Yes. Do you live in a world where those taboos don’t exist? I don’t, and Mal doesn’t either, apparently. The world we’re watching the show from counts as much as the world they’re trying to present on screen.
Hell, in a way you could say that the companions’ profession involves giving over even more of themselves than current prostitutes, because they have to act like the person their client needs them to be and perform the non-sexual tasks the client wants, rather than just having sex; the client rents their personality as well as their body. Taken in isolation it wouldn’t mean anything much, but it’s not exactly unique in Whedon’s shows.

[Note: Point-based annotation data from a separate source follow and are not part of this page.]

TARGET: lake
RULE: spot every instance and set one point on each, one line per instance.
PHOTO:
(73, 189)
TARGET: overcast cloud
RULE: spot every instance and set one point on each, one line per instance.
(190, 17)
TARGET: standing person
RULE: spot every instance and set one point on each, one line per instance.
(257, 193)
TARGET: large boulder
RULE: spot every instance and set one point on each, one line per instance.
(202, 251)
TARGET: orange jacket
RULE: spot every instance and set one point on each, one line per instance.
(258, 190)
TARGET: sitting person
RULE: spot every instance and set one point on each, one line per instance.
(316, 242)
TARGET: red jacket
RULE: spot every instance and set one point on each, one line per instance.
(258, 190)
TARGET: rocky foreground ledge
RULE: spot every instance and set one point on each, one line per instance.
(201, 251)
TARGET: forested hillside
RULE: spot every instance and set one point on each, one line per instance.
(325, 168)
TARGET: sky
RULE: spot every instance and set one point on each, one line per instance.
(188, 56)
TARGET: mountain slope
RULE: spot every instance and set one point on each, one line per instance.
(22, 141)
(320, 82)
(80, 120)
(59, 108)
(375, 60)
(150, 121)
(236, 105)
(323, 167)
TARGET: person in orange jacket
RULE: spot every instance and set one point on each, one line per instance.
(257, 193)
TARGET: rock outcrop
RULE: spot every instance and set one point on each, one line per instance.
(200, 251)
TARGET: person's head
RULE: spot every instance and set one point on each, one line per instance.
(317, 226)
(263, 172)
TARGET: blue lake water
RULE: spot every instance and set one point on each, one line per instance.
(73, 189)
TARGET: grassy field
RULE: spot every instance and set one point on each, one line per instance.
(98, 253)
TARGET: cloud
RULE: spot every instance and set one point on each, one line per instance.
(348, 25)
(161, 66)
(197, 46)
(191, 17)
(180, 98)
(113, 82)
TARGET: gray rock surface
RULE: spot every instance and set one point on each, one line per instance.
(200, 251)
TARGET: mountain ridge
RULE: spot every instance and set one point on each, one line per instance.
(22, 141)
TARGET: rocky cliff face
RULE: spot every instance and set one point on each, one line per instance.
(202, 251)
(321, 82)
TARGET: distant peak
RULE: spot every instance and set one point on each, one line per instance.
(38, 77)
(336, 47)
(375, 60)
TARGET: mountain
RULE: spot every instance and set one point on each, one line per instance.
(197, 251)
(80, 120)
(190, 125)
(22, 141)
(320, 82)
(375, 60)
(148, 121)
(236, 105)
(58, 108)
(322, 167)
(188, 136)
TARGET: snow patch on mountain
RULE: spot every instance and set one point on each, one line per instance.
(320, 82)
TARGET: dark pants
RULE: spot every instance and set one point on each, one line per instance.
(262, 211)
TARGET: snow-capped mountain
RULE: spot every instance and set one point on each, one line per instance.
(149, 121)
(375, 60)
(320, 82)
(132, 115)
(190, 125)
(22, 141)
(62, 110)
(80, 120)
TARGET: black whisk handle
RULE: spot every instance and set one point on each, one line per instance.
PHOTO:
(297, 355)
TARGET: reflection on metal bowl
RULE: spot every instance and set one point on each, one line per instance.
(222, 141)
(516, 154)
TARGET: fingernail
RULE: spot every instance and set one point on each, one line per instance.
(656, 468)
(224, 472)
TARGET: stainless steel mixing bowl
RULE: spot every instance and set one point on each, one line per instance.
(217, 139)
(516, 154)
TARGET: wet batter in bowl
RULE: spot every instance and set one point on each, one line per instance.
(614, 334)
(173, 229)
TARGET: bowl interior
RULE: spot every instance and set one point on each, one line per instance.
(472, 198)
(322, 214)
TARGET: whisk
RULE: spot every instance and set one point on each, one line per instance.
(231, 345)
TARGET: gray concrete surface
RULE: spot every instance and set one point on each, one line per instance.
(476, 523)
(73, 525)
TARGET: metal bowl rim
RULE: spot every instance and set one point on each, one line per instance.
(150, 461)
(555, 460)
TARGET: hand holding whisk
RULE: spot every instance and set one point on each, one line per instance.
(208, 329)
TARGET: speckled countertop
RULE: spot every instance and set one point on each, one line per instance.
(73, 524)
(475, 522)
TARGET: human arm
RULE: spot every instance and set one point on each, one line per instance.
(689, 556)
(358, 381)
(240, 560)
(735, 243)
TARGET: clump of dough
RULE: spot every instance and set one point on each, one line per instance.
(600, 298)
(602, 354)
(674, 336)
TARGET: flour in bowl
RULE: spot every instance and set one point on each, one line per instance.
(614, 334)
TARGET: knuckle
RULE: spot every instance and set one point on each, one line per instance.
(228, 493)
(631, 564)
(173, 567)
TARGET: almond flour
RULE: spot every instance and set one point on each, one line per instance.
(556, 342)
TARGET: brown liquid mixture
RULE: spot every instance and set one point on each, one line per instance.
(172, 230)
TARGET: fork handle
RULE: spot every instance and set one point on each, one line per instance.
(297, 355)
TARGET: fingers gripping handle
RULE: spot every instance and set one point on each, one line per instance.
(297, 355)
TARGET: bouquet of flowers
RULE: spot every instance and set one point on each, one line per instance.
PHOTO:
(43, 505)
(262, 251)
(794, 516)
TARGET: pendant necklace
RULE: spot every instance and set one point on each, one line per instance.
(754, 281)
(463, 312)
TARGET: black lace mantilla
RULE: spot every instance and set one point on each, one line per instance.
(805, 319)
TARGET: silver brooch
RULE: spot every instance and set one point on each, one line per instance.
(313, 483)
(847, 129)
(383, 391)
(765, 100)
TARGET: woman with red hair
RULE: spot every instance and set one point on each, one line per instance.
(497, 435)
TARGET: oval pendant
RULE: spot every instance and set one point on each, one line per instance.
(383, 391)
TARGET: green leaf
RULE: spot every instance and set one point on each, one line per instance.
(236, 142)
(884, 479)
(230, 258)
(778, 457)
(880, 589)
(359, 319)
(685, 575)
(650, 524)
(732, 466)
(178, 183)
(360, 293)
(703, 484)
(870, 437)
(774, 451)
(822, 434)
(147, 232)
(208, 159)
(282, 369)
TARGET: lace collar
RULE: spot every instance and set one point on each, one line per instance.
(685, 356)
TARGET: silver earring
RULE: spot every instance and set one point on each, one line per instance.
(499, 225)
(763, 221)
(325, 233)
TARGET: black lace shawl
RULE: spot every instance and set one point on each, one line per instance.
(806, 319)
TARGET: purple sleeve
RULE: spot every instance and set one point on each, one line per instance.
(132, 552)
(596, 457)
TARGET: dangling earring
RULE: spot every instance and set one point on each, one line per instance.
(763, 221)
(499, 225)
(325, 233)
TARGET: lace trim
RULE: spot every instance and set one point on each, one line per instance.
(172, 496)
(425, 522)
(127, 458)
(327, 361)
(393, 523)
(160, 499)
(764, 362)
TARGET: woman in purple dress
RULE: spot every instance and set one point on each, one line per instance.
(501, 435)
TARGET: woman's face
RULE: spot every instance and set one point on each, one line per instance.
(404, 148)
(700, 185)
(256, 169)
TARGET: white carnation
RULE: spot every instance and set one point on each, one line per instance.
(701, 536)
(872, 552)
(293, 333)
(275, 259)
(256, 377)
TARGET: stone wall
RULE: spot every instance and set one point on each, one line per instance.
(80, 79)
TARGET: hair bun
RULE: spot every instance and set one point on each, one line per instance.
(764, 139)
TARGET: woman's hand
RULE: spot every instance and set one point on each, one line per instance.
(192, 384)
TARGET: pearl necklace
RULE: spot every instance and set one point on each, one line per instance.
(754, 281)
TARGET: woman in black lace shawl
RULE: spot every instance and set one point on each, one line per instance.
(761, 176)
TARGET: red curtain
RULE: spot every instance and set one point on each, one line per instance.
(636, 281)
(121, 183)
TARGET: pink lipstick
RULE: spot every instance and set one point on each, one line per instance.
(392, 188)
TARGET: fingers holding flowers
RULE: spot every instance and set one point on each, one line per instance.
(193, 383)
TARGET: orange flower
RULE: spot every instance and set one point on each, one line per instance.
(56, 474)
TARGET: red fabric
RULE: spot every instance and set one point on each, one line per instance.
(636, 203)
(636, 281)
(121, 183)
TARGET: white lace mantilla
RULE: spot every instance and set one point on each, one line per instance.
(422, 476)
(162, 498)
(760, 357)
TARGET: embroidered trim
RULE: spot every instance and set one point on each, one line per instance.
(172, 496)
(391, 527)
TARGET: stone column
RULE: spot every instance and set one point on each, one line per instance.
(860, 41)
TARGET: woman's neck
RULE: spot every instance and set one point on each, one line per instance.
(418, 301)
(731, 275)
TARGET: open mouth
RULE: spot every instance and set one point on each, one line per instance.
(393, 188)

You can either argue against it, with episodes like the one you cite above or by pointing out that these women are always battling against being used as sex toys against their will (like Inara’s friends in the companion training place), or you can argue against its importance by pointing out how strong the female characters tend to be, but you can’t pretend that it doesn’t happen.
This is just…so very incorrect, and a very weird argument to make. When in Firefly have you seen anyone hire Inara and say, “Okay, I want you to be hot-tempered,” or, “I need a sub, can you be it?” People hire Inara because they want her (and on at least two occasions, they find that getting her is more than they thought they were getting). You’re only seeing what you want to see, here.
As for taboos, they’re cultural and they’re mutable. The very point of Inara is that she is a free woman with wealth and significant social status. She’s intelligent and educated; if she desired, she could take up any number of professions. But she chooses the one that gives comfort and companionship to others, which includes but isn’t limited to sexual companionship. There is no slavery involved, and there is less sex involved than you think (of course, you’re not alone, given that there are several piggish characters in Firefly who vacuously assume Companion = sex = whore).
Women who cannot find any job but prostitution, who are not well educated, who work for a domineering pimp or mistress, you could argue that they’re slaves, because they have very little choice and freedom in what they do. Inara has nothing but freedom. She is not a slave, pure and simple.
Ditto. Lamia, cite please, regarding these supposed rabid Whedonites who demand that you watch every episode of Buffy before you’re qualified to judge it? Preferably within this thread, since it seems to be enraging you so?
Hm. Space cowboy skiffy versus dark mindrape neuroSF. Yeah, I can see how that would happen. I love the stuffing out of Priya & Tony (aka S & V), but I don’t talk about it because I don’t know who to talk about it with.